The first three names are of killed African Americans; Stephen Lawrence was a black British teenager murdered in an unprovoked racist attack on April 22, 1993. Five suspects were arrested but none charged at the time. Police and prosecutors were criticized for institutional racism and the case has become a cause celebre, highlighting structural racism in the UK. In 2012, two of Lawrence’s killers were finally convicted of murder.
“Black lives have always mattered. We have always been important. We have always meant something. We have always succeeded regardless. And now is the time. I ain’t waiting,” Boyega said.
“I’m speaking to you from my heart.”
“Today is about innocent people who were halfway through their process. We don’t know what George Floyd could have achieved. We don’t know what Sandra Bland could have achieved. But today, we’re going to make sure that won’t be an alien thought to our young ones,” he added.
Take the knee
Stand Up To Racism, an anti-racism campaign group, called on Brits to “take the knee” on their doorsteps at 6 p.m. as a show of solidarity.
The idea was inspired by American football quarterback Colin Kaepernick, who took the knee in protest in 2016. It has since become linked with the Black Lives Matter group.
The Daily Mail quoted one of Stand Up To Racism’s members as saying: “Racism is the underlying condition that continues to kill black and BAME communities,” referring to Black, Asian and minority ethnic people.
“Take the knee at 6 p.m. because there is a boot on the neck of millions of people in the BAME community.
“Part of the cure for the virus of racism is to embrace anti-racism and anti-fascism.”
Police and politicians
UK police leaders published a joint letter Wednesday, saying: “We stand alongside all those across the globe who are appalled and horrified by the way George Floyd lost his life. Justice and accountability should follow.”
The police added they were “appalled” by the damage and violence in US cities and hoped that “peace and order will soon be restored.”
Turning to policing in the UK, the letter said: “In the UK, we have a long established tradition of policing by consent.”
“Officers are trained to use force proportionately, lawfully and only when absolutely necessary,” the letter said. “We will tackle bias, racism, or discrimination wherever we find it.”
With regards to the protests in London and around the UK, the police said: “We know people want to make their voices heard. The right to lawful protest is a key part of any democracy, which UK police uphold and facilitate.”
The letter added that the novel coronavirus remained “a deadly disease” and urged people to work with police officers and respect restrictions on gatherings.
Tobias Ellwood, a British MP and chair of the House of Commons Defence Committee uploaded a video of protestors from his office window and tweeted: “Moving to see this powerful and peaceful demonstration of solidarity supporting #BlackLivesMatter outside Westminster right now.
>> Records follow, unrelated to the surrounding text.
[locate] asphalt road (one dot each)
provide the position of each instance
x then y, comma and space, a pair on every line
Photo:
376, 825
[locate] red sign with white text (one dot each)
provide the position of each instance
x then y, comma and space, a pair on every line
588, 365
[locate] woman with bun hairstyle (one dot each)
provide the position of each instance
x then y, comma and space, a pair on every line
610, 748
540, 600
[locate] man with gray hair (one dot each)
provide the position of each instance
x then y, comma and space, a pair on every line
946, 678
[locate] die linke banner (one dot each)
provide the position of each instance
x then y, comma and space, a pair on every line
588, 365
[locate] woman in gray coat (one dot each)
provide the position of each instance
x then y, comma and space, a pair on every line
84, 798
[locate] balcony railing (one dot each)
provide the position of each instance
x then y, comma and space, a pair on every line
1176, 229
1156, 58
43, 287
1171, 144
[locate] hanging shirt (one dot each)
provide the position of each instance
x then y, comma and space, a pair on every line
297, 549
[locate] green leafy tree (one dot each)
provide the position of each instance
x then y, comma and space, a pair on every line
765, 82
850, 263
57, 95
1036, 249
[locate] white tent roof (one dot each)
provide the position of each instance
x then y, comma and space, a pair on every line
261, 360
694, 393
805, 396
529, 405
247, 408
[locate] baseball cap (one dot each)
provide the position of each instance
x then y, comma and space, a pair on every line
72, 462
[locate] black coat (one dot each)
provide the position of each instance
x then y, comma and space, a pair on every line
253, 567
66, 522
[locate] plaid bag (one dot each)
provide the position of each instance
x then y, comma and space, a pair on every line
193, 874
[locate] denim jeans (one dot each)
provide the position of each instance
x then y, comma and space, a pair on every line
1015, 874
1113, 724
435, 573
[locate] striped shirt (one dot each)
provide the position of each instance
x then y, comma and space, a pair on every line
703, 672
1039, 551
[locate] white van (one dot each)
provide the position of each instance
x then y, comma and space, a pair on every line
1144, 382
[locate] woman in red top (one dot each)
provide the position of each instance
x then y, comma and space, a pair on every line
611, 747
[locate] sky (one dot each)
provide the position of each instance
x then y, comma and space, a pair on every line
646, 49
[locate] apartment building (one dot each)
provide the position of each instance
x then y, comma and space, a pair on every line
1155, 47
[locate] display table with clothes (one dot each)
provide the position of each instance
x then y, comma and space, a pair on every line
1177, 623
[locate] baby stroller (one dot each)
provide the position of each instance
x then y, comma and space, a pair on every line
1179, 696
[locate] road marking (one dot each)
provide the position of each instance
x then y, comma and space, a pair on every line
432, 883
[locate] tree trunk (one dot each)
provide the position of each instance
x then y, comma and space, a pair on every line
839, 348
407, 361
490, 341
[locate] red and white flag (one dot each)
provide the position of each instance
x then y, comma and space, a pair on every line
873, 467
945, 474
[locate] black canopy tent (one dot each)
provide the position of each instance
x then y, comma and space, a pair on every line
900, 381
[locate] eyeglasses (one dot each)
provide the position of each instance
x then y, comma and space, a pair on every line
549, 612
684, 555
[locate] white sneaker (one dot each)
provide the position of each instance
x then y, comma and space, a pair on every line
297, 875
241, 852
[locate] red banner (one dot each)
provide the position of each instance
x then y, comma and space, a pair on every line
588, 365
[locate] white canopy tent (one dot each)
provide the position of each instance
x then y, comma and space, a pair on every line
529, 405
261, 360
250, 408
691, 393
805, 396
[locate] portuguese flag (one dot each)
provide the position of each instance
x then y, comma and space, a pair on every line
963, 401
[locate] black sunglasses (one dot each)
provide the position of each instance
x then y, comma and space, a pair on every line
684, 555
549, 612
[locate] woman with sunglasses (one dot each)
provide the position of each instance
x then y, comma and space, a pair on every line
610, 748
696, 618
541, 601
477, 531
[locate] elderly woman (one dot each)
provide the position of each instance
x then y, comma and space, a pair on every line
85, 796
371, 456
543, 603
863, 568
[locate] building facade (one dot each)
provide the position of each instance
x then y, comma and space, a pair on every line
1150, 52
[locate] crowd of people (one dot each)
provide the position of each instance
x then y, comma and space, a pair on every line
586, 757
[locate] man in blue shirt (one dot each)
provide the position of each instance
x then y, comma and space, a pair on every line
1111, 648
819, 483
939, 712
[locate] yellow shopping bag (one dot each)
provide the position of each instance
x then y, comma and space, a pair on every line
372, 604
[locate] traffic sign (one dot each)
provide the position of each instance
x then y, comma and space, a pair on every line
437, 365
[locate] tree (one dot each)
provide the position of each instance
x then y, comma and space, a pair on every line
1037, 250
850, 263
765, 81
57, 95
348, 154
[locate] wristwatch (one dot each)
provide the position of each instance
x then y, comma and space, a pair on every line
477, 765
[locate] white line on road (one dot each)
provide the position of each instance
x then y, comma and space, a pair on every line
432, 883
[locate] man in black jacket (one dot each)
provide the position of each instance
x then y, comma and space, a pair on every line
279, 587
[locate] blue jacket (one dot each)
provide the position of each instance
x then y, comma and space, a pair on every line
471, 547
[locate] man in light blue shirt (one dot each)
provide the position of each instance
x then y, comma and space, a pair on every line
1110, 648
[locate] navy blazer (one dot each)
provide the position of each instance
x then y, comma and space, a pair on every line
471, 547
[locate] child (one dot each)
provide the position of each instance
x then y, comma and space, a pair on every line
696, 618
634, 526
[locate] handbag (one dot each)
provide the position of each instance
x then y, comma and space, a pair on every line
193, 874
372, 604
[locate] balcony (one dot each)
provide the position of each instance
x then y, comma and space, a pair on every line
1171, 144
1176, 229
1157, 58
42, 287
Scenes like this are happening across the world. Politicians must listen.”
On Sunday, thousands of protestors took to Trafalgar Square in central London and outside the US embassy, while hundreds of others marched through the south London districts of Peckham and Brixton on Monday.
The protests in Trafalgar Square led to 23 arrests, according to Sky News, at least three of which were for breaching Covid-19 measures.
BLM protestors have called for further demonstrations in London at Parliament Square on June 6 and the US Embassy on June 7.
The US has seen protests since last week when a video went viral showing Floyd being pinned down by Derek Chauvin, a white police officer in Minneapolis, Minnesota, as he was being arrested.
Chauvin knelt on his neck for nearly nine minutes.
Shortly after, Floyd appeared to lose consciousness, but Chauvin maintained his position on the victim.
He died shortly after being taken to a hospital.
His last words were “I can’t breathe,” which became the slogan of the nationwide protests.
Floyd was killed by “asphyxiation from sustained pressure,” an independent autopsy found Monday.